Cache¶
gerpo ships a request-scope deduplication cache. It helps when one business operation fetches the same records multiple times — same SQL + same args → same result served from memory, no driver round-trip.
Scope boundary, intentional: the cache lives inside context.Context and dies with it. There is no TTL, no cross-request sharing, and no distributed backend bundled with gerpo. For application-wide or distributed caching — put that layer above gerpo (HTTP middleware, gRPC interceptor, a service-layer wrapper).
Wiring¶
import (
"github.com/insei/gerpo"
"github.com/insei/gerpo/executor"
cachectx "github.com/insei/gerpo/executor/cache/ctx"
)
c := cachectx.New() // one instance per repo
repo, _ := gerpo.New[User]().
Adapter(adapter, executor.WithCacheStorage(c)).
Table("users").
Columns(/* … */).
Build()
For each request you must wrap the ctx:
reqCtx := cachectx.WrapContext(ctx)
// every subsequent call should go through reqCtx
repo.GetFirst(reqCtx, whereByID)
repo.GetFirst(reqCtx, whereByID) // ← hit, served from cache
Without WrapContext(ctx) the cache just does nothing — a warning goes to the log, and the queries themselves still work.
Behavior¶
| Operation | Effect |
|---|---|
GetFirst, GetList, Count |
Read and fill the cache by sql + args |
Insert, Update, Delete |
Wipe the entire per-context cache (every repository sharing the context) |
| External change to the DB | Not observed by the cache — a stale value is served until some repository writes through the context or until the context ends |
Cross-repo invalidation¶
A write through any repository wipes every cache entry in the current context, not just the writing repo's bucket. That is the only safe default when repositories can share results through virtual columns or JOINs — gerpo cannot statically know whether postsRepo's cached result depends on a users row that usersRepo just mutated.

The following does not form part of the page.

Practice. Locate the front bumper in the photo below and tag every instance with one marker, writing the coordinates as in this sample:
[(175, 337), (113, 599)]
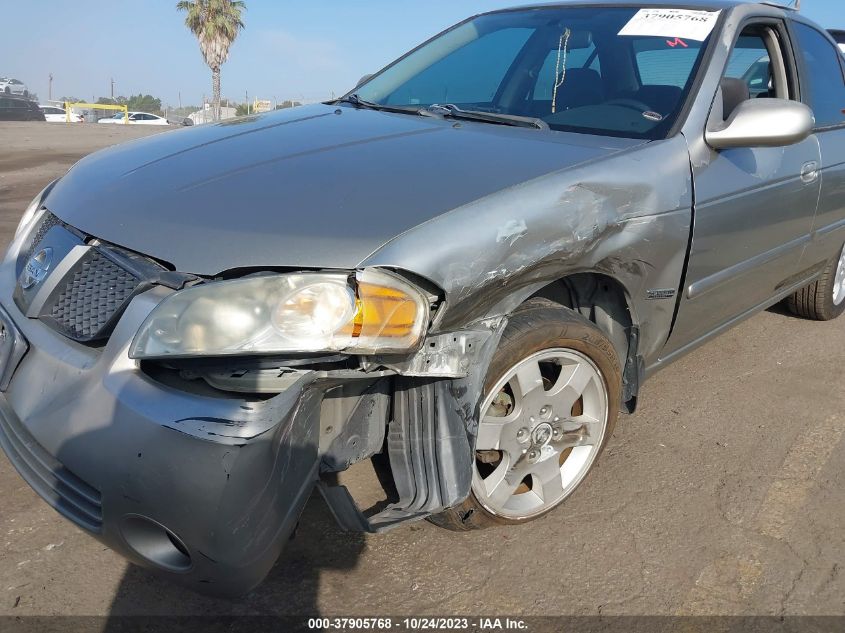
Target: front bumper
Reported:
[(204, 489), (207, 489)]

If a heavier-grained invalidation is fine for your workload — keep the cache hot across repositories, invalidate manually when you have to — lift the cache to the application layer and drive it yourself.
When it helps¶
- N+1 protection: one handler hits
repo.GetFirst(ctx, id)from several places — the cache returns the first result. - Proxying middleware: wrap an incoming HTTP request in
WrapContext, and the whole handler/service tree shares the cache.
When to skip¶
- View-after-write patterns where every read must see the freshest state.

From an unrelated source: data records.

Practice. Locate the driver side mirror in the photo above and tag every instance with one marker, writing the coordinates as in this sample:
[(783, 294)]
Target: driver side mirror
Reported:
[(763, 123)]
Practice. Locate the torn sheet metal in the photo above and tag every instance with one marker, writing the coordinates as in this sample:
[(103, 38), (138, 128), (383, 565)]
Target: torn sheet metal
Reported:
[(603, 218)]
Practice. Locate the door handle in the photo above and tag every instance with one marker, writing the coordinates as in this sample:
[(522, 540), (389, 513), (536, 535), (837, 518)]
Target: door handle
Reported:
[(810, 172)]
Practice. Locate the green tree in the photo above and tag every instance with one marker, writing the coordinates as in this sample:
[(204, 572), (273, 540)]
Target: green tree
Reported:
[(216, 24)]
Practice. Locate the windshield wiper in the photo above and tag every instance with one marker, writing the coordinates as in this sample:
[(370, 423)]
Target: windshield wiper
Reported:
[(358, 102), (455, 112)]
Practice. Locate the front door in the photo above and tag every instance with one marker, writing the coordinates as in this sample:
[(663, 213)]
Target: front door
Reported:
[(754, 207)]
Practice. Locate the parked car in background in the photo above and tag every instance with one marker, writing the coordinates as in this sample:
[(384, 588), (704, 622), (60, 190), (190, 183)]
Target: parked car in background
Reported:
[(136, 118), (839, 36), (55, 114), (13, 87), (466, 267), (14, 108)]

- Long-running tasks that span many logical operations — request scope is the wrong granularity.
- Reads across different contexts (cron + HTTP, for instance) — distinct contexts have independent caches by design.

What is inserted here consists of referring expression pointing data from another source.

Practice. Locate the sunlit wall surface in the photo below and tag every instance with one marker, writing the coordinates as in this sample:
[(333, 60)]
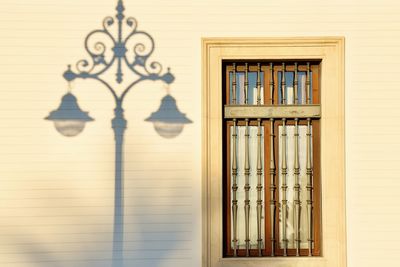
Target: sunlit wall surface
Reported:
[(56, 193)]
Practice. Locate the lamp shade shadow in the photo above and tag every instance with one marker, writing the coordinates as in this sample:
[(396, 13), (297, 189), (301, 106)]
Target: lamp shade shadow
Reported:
[(69, 119), (168, 121)]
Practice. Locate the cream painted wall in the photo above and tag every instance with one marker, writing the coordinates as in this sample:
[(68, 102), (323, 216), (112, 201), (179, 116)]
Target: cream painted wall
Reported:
[(56, 193)]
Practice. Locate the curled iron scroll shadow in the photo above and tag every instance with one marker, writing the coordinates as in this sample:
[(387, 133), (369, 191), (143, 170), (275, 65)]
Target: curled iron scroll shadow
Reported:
[(168, 121)]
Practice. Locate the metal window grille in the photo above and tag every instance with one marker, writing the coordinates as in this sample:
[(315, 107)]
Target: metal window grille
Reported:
[(271, 180)]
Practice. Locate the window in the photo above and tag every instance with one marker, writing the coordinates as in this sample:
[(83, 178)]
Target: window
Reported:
[(241, 130), (271, 158)]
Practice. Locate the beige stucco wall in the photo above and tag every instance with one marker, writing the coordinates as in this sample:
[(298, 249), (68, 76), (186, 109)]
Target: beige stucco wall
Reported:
[(56, 193)]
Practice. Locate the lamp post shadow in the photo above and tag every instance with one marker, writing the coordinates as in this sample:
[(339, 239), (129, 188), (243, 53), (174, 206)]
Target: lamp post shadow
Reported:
[(70, 120)]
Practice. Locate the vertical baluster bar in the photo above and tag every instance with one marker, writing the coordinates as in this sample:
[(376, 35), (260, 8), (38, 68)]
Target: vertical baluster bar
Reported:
[(258, 84), (272, 186), (308, 84), (295, 85), (247, 189), (296, 188), (309, 168), (234, 189), (284, 188), (246, 83), (234, 84), (283, 85), (271, 82), (259, 188)]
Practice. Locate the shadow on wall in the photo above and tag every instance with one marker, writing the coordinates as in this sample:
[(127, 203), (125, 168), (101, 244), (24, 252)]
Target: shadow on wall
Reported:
[(70, 120)]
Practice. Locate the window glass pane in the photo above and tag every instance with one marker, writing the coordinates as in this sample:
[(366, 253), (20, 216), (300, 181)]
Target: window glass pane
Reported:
[(252, 94)]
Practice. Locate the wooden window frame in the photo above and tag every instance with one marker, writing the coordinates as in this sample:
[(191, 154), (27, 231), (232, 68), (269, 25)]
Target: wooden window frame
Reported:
[(277, 67), (331, 53)]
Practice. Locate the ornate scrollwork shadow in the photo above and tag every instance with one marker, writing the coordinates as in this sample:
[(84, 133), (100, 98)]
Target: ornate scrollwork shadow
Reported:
[(134, 50)]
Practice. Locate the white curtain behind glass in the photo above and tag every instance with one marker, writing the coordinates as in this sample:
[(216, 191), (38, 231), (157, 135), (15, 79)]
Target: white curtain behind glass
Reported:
[(253, 142), (290, 183)]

Distributed caching — out of scope¶
executor.WithCacheStorage accepts any cache.Storage, so a Redis-backed implementation would compile. It is not a path gerpo supports — the Storage interface has no TTL, no eviction policy, and invalidation assumes a single process. Fitting Redis into that shape invites silent correctness bugs (OOM without TTL, stale reads across pods).
Recommended pattern instead: cache at the application layer where you know the business transaction boundaries, and let gerpo talk to the driver directly. The request-scope cache still complements that layer — it deduplicates reads within one handler.
Key performance¶
Cache keys are built with strings.Builder plus a type switch over common parameter types (string, integers, uuid.UUID, []byte, bool, nil) — no fmt.Sprintf. That saves 3–5 allocations per cache operation.